Not all in the genes: Are we inheriting more than we think?
A fundamental discovery about a driver of healthy development in embryos could rewrite our understanding of what can be inherited from our parents and how their life experiences may shape us.
The new research suggests that epigenetic information, which sits on top of DNA and is normally reset between generations, is more frequently carried from mother to offspring than previously thought.
The study, led by researchers from WEHI (Melbourne, Australia), significantly broadens our understanding of which genes have epigenetic information passed from mother to child and which proteins are important for controlling this unusual process.
At a glance
- First study to find a protein in the mother's egg that regulates the epigenetic inheritance of a set of genes critical for the development of normal body structure in mammals.

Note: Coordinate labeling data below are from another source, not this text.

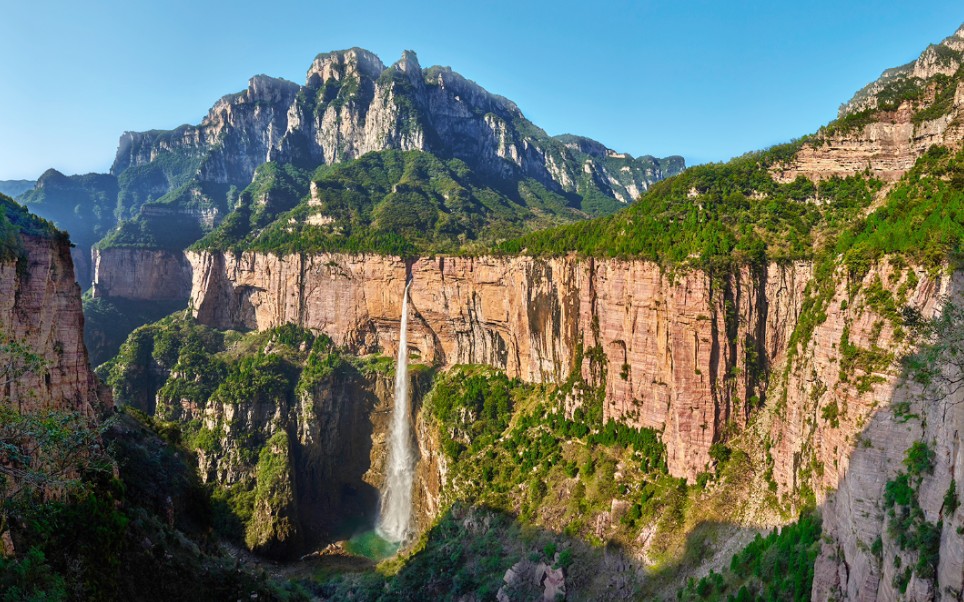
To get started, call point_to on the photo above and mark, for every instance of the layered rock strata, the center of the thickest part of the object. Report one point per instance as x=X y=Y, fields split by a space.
x=685 y=354
x=40 y=309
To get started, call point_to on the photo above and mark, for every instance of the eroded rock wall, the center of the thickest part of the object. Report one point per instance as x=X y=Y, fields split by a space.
x=141 y=274
x=684 y=354
x=329 y=446
x=40 y=308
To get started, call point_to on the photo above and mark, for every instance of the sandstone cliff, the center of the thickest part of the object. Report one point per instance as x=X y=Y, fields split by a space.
x=40 y=308
x=141 y=274
x=684 y=355
x=352 y=104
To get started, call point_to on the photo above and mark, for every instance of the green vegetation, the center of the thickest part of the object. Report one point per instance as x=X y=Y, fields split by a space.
x=109 y=321
x=776 y=567
x=15 y=222
x=391 y=202
x=187 y=368
x=906 y=524
x=82 y=205
x=107 y=538
x=717 y=214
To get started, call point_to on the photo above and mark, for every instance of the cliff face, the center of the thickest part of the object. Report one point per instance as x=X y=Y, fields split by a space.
x=40 y=308
x=322 y=458
x=141 y=274
x=683 y=355
x=863 y=557
x=352 y=104
x=886 y=147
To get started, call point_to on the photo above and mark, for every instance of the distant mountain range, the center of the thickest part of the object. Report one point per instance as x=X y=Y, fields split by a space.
x=473 y=167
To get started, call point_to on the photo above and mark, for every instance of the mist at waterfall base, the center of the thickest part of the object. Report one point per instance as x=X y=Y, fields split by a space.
x=395 y=513
x=395 y=516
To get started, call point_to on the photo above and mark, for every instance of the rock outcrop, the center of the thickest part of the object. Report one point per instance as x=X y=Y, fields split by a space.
x=352 y=104
x=40 y=309
x=683 y=354
x=861 y=557
x=322 y=458
x=141 y=274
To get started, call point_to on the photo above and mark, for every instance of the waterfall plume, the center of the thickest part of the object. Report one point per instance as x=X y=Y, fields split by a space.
x=395 y=515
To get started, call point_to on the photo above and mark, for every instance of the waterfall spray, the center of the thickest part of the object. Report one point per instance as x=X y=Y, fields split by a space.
x=395 y=517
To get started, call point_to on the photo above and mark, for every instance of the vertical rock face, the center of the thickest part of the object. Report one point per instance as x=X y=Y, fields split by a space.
x=860 y=559
x=141 y=274
x=352 y=104
x=887 y=147
x=684 y=355
x=40 y=308
x=322 y=462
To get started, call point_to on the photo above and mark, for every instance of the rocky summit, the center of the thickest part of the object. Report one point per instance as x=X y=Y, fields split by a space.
x=613 y=379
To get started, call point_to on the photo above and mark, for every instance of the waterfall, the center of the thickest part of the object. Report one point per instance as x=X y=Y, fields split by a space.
x=395 y=517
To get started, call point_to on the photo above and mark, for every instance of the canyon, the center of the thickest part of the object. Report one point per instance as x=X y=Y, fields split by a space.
x=800 y=365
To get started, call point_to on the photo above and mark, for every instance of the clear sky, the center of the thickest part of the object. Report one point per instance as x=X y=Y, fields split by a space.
x=704 y=79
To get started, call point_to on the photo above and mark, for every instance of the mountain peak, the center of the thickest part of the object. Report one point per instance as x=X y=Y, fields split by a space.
x=409 y=63
x=338 y=64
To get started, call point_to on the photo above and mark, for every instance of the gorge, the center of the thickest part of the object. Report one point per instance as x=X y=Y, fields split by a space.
x=386 y=301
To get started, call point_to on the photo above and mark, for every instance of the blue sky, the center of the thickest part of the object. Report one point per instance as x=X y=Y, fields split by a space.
x=707 y=80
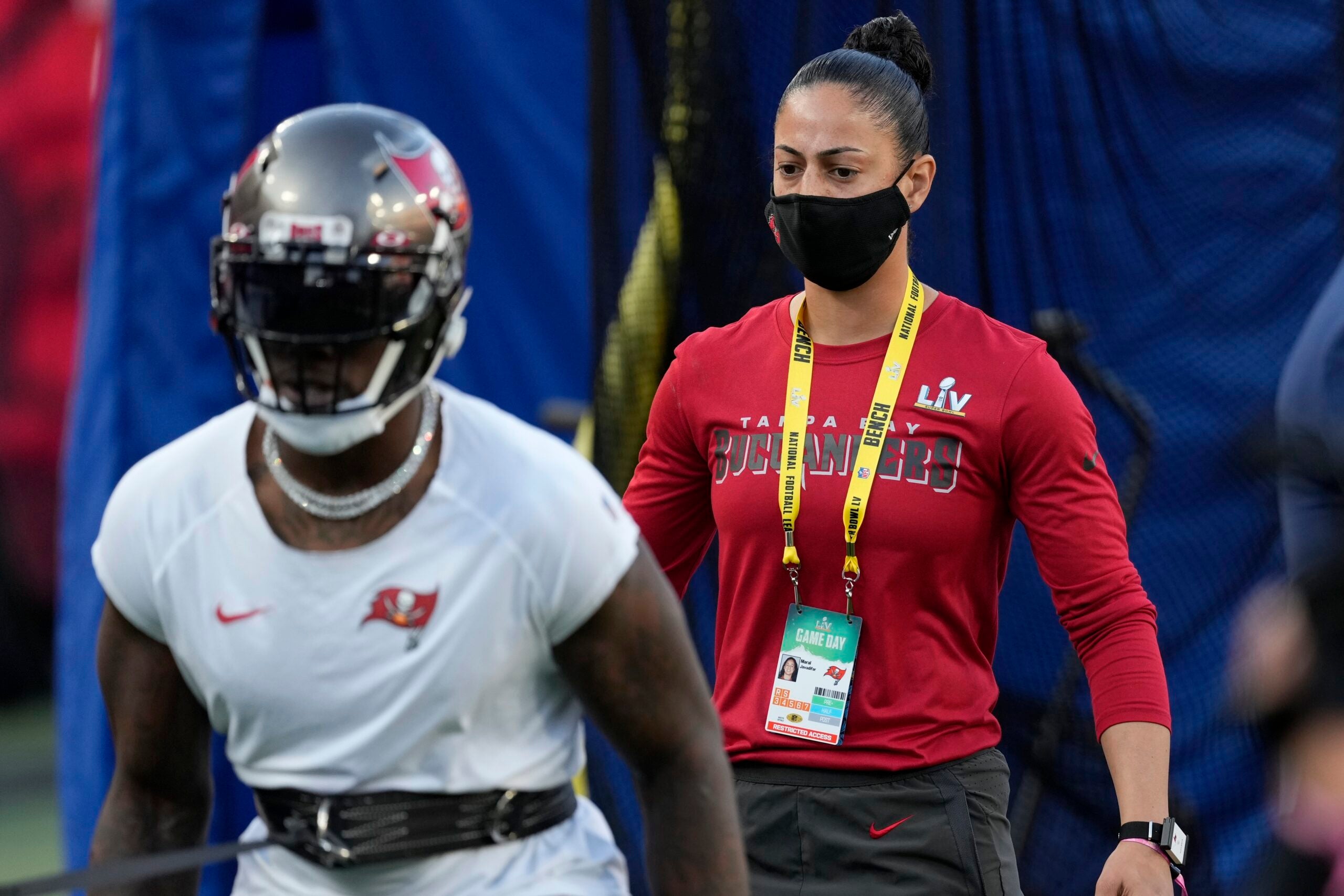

- While the epigenome can be influenced by the environment, including someone's diet and exposure to pollutants, these epigenetic changes are very rarely inherited.
- Discovery transforms our understanding of what can be passed down, indicating epigenetic inheritance may occur more frequently than previously thought.
Epigenetics is a rapidly growing field of science that investigates how our genes are switched on and off to allow one set of genetic instructions to create hundreds of different cell types in our body.
Epigenetic changes can be influenced by environmental variations such as our diet, but these changes do not alter DNA and are normally not passed from parent to offspring.
While a tiny group of "imprinted" genes can carry epigenetic information across generations, until now, very few other genes have been shown to be influenced by the mother's epigenetic state.
The new research reveals that the supply of a specific protein in the mother's egg can affect the genes that drive skeletal patterning of offspring.
Chief investigator Professor Marnie Blewitt said the findings initially left the team surprised.
"It took us a while to process because our discovery was unexpected," Professor Blewitt, Joint Head of the Epigenetics and Development Division at WEHI, said.
"Knowing that epigenetic information from the mother can have effects with life-long consequences for body patterning is exciting, as it suggests this is happening far more than we ever thought.
"It could open a Pandora's box as to what other epigenetic information is being inherited."
The study, led by WEHI in collaboration with Associate Professor Edwina McGlinn from Monash University and The Australian Regenerative Medicine Institute, is published in Nature Communications.
The new research focused on the protein SMCHD1, an epigenetic regulator discovered by Professor Blewitt in 2008, and Hox genes, which are critical for normal skeletal development.
Hox genes control the identity of each vertebra during embryonic development in mammals, while the epigenetic regulator prevents these genes from being activated too soon.
In this study, the researchers discovered that the amount of SMCHD1 in the mother's egg affects the activity of Hox genes and influences the patterning of the embryo. Without maternal SMCHD1 in the egg, offspring were born with altered skeletal structures.
First author and Ph.D. researcher Natalia Benetti said this was clear evidence that epigenetic information had been inherited from the mother, rather than just blueprint genetic information.
"While we have more than 20,000 genes in our genome, only that rare subset of about 150 imprinted genes and very few others have been shown to carry epigenetic information from one generation to another," Benetti said.
"Knowing this is also happening to a set of essential genes that have been evolutionarily conserved from flies through to humans is fascinating."
The research showed that SMCHD1 in the egg, which only persists for two days after conception, has a life-long impact.
Variants in SMCHD1 are linked to developmental disorder Bosma arhinia microphthalmia syndrome (BAMS) and facioscapulohumeral muscular dystrophy (FSHD), a form of muscular dystrophy. The researchers say their findings could have implications for women with SMCHD1 variants and their children in the future.
A drug discovery effort at WEHI is currently leveraging the SMCHD1 knowledge established by the team to design novel therapies to treat developmental disorders, such as Prader Willi Syndrome and the degenerative disorder FSHD.